I don't think that the change of colour in your plant might be caused by lack of water.
I can tell that the change of colour for too much exposure to the sun's rays or for low temperatures , is given by the action of natural substances called "xanthofille".
They are not like carotene and vitamin A precursors involved as protectors of oxidation in many biochemical processes.
Carry a part of the report on "xanthofille" by the University of Verona, diparimento of biotechnology:
The "cycle of xanthophylls", consists in deepossidazione of violaxanthin to anteraxantina and subsequently zeaxanthin. The latter is active both in the free membrane, where it contributes to the scavenging of reactive oxygen species, is bound to proteins Lhc where it induces a conformational change that increases the ability of these proteins to dissipate heat energy.

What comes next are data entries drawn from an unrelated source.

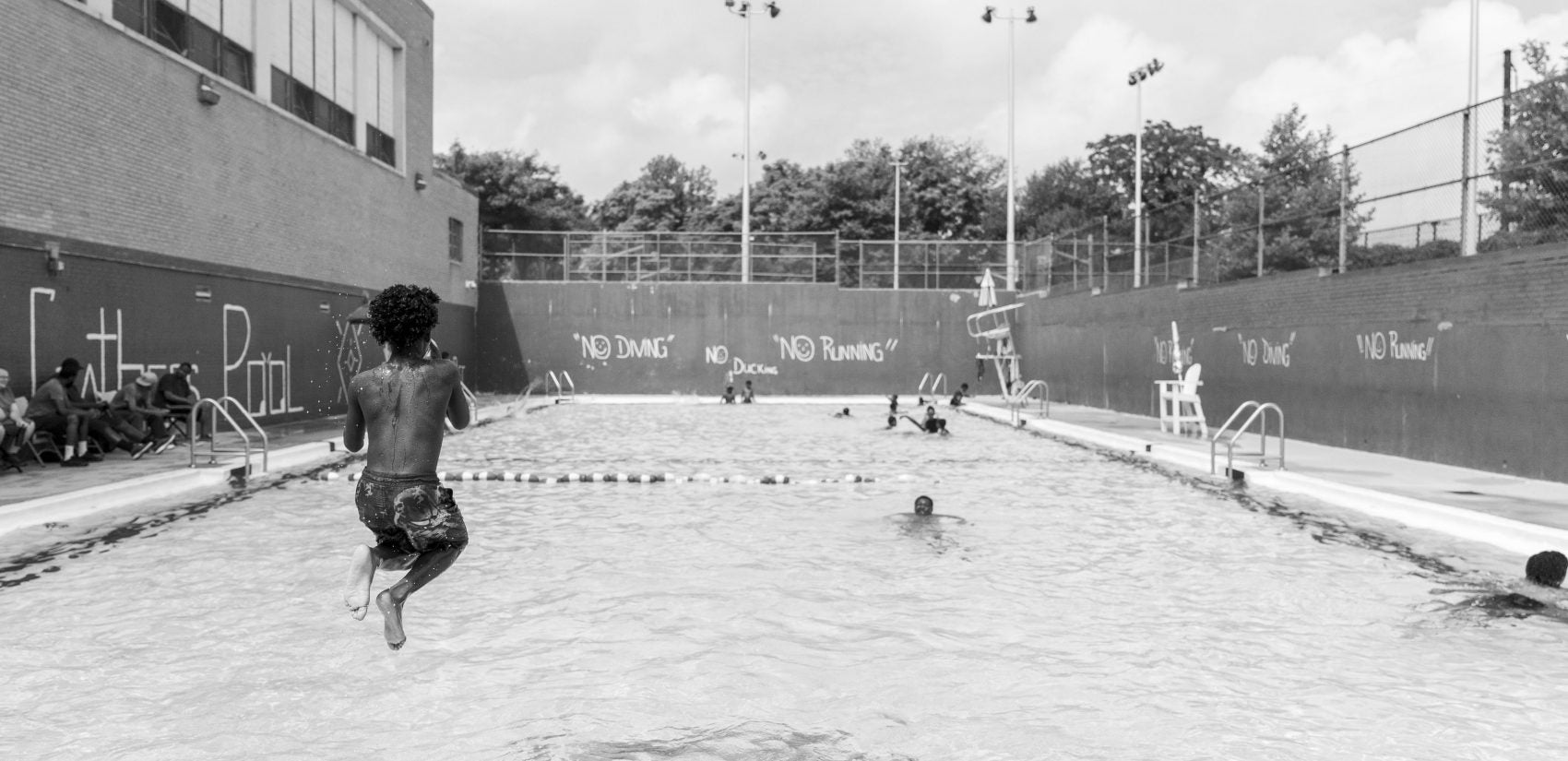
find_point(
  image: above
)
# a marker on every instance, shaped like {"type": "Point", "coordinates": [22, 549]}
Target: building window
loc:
{"type": "Point", "coordinates": [454, 239]}
{"type": "Point", "coordinates": [210, 33]}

They protect the plant from the sun so violent and extreme cold.

The betaleine, which we talked about earlier, are natural pigments that are found almost exclusively in plants of the order of caryophillales where they replace the anthocyanins.
They, precursors of vitamin A, are present in the flowers and fruits of the plant, but not in the body, so it can not be responsible tanning we are talking about.
In cacti anthocyanins are not synthesized (or are only in small part) and are replaced by betalaine, in particular in the flowers.
The absence of anthocyanins and therefore of betaleine which replace them, it would be responsible for the lack of blue flowers in blue cactus.

I hope that my English can be understood.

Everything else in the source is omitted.